Geçen cuma TESEV'in toplantısına katılan Meclis Başkanı ve Anayasa Uzlaşma Komisyonu Başkanı Cemil Çiçek, her "normal" siyasetçi gibi medyadan yakındı: Anayasa çalışmalarını etkin biçimde halka duyurmuyormuşuz.
CNN TÜRK'ten Ferhat Boratav, "Gerçek aktörler... Yani siyasi parti liderleri bir şey söylemiyorsa biz ne yapalım" dedi.
Dün de Hasan Cemal, "Anayasa konusunda heyecanım kalmadı" deyip bunun nedenini partilerin Anayasa projesi olmamasına, uzlaşma ışığı görülmemesine bağlıyordu. (Milliyet, 6 Mart)
***
Bu tip sözler, bir gerçeğe işaret etse dahi,
geçerli eleştiriler değil. Evet, doğru, siyasi aktörler Yeni Anayasa hakkında bir şey söylemiyor. Onlar konuşmadığı için de medya ve halk hareketlenmiyor.
İyi ki böyle oluyor!
Niye iyi? Çünkü:
1) Şu sıralar önerilerin toplanması aşamasındayız. Mesela
MÜSİAD bir Anayasa önerisi hazırlayıp Komisyon'a teslim etti.
TÜSİAD ve bazı sendikalar geçen yıllarda ilkelerini açıklamıştı. Üniversitelerin, çeşitli sivil toplum kuruluşlarının, Anayasa platformlarının önerileri de Komisyona iletiliyor. Hatta sokaktaki vatandaş da fikrini internet aracılığıyla gönderiyor...
Komisyondaki kurullar, bütün bu fikir ve önerileri tasnif ediyor. Bu etap
30 Nisan 2012 günü son bulacak.
Ondan sonra yazma safhasına geçilecek.
Eğer siyasetçiler şimdi konuşursa... Neticede herkes bir partiden yana olduğu için,
liderin yönlendirmesi belirleyici bir hal alacak. Halbuki onlar konuşmadığında, insanlar düşündüklerini serbestçe söyleyebiliyor.
***
2) Başbakan
Erdoğan'ın da sessiz kalması daha iyi.

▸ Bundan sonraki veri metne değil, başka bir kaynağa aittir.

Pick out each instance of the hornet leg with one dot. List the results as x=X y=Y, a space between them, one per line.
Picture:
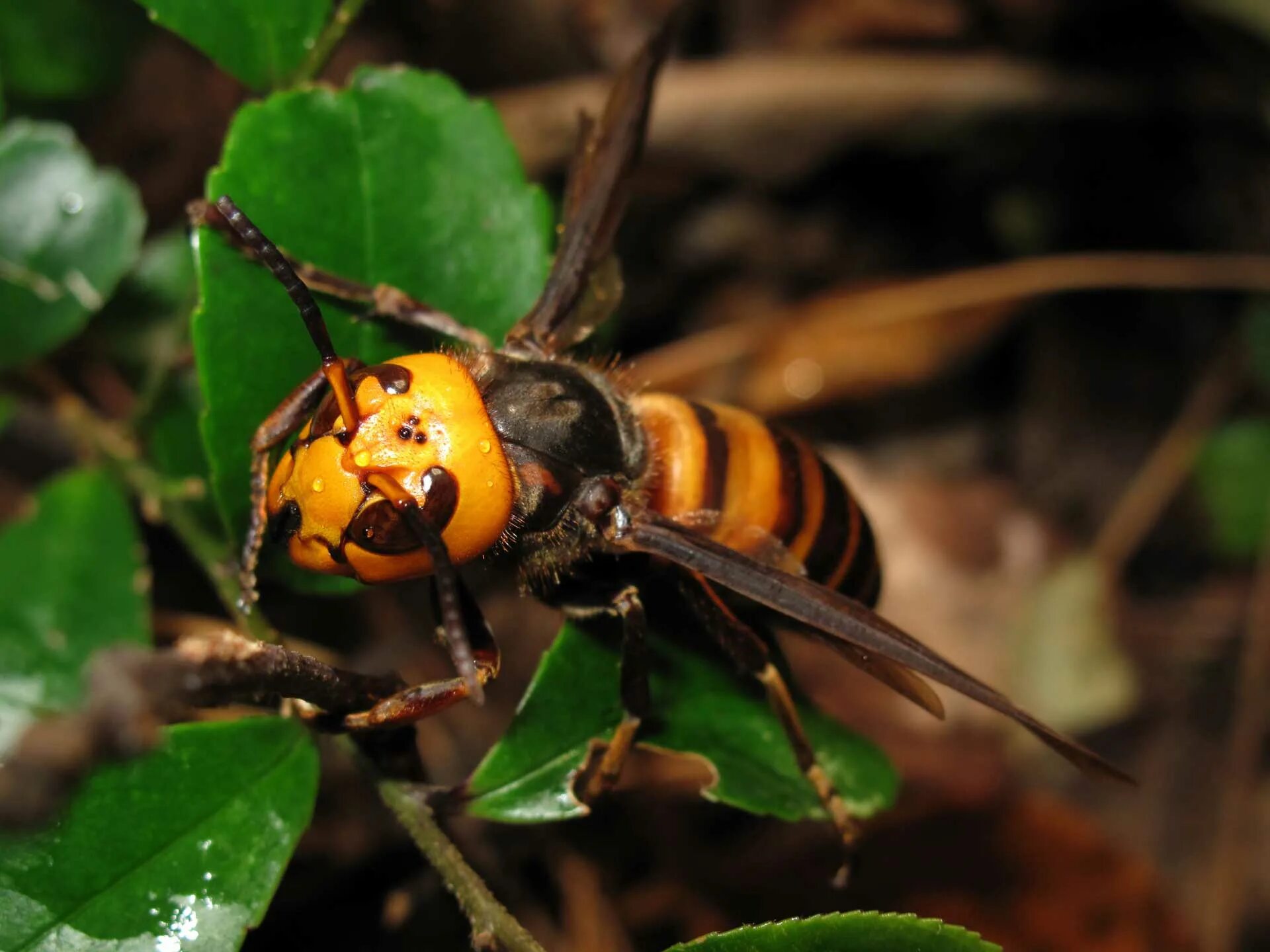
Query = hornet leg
x=635 y=695
x=748 y=651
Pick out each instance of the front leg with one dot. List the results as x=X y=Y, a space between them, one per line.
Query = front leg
x=287 y=416
x=426 y=699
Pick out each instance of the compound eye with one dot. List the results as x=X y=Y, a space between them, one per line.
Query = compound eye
x=286 y=522
x=380 y=528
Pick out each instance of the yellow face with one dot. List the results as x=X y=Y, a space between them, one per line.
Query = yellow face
x=425 y=424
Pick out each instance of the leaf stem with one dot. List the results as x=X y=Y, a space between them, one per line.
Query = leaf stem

Bu konu
İstanbul Politikalar Merkezi'nin toplantısında, "
patent sorunu" olarak konuşuldu: Eğer iktidar partisi, "
Bu Anayasa benim eserim" havasına girerse... Yani Yeni Anayasa'nın patentini almaya kalkışırsa... Diğer partiler kendilerini geri çekecek ve eleştiri pozisyonuna geçecek. "

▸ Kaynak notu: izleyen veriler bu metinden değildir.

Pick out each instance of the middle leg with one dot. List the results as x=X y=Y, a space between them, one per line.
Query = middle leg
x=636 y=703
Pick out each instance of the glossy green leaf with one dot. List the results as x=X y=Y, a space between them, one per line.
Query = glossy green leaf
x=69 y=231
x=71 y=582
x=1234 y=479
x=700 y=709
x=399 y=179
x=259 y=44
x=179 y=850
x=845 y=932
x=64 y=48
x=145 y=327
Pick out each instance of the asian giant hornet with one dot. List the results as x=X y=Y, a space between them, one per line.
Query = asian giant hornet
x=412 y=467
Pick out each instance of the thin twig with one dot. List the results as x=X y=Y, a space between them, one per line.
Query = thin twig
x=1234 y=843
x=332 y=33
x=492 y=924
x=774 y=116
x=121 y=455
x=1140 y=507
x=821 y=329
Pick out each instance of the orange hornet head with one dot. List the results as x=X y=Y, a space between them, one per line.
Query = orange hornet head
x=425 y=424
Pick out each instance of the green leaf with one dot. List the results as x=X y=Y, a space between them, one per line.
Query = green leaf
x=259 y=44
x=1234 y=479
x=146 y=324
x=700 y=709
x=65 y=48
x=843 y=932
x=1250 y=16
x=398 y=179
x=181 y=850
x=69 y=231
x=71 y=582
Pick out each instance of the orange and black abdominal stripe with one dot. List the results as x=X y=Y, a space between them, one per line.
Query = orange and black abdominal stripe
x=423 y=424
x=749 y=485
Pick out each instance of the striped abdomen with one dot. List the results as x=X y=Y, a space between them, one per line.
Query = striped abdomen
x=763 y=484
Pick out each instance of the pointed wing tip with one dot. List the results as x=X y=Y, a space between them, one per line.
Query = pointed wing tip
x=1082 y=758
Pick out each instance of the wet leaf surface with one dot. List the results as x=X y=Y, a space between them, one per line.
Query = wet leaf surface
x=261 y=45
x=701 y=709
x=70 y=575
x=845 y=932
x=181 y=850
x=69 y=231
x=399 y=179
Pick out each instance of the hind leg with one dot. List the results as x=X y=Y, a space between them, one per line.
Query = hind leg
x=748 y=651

Madem senin Anayasan, yap da görelim" diyecekler.
Özetle, Anayasa çalışmaları, 30 Nisan'a kadar "
heyecan fırtınası" filan estirmeyecek. Ancak 1 Mayıs'tan itibaren... Özellikle Yeni Anayasa önerisi yazılarak şekillenmeye başladığında da bir hareketlenme olmazsa... O zaman işler kötüye gidiyor demektir ki işte bu imkânsız! Mutlaka sıkı tartışmalar olacaktır.
Not: Şu anda "en temel sorun" yukarıda değindiğimiz konular değil... Asıl eksiğimiz şu: "
Nasıl bir Anayasa istiyoruz" sorusuna cevap aramıyoruz.
Burada '
nasıl'dan kastedilen, "Efendim işte mesela Kürt sorununa çözüm getirsin" demek değil. O sorun zaten bir biçimde ele alınacak.
***
Bizim daha
felsefi, daha
soyut düzeydeki bazı sorulara cevap vermemiz gerekiyor. Mesela şöyle:
Prof.
Ersin Kalaycıoğlu, "
Temel demokrasi değeri açısından Anayasalar dörde ayrılır" diyor:
1)
Özgürlüğe ağırlık verenler. (Örneğin ABD)
2)
İstikrara ağırlık verenler. (Örneğin İngiltere)
3)
Eşitliğe ağırlık verenler. (Örneğin İsveç)
4)
Dayanışmaya ağırlık verenler. (Örneğin İsviçre)
Bu dört yaklaşım da faraza Kürt sorununa çözüm önerileri getirecektir.
Peki ama biz hangisini, niye istiyoruz?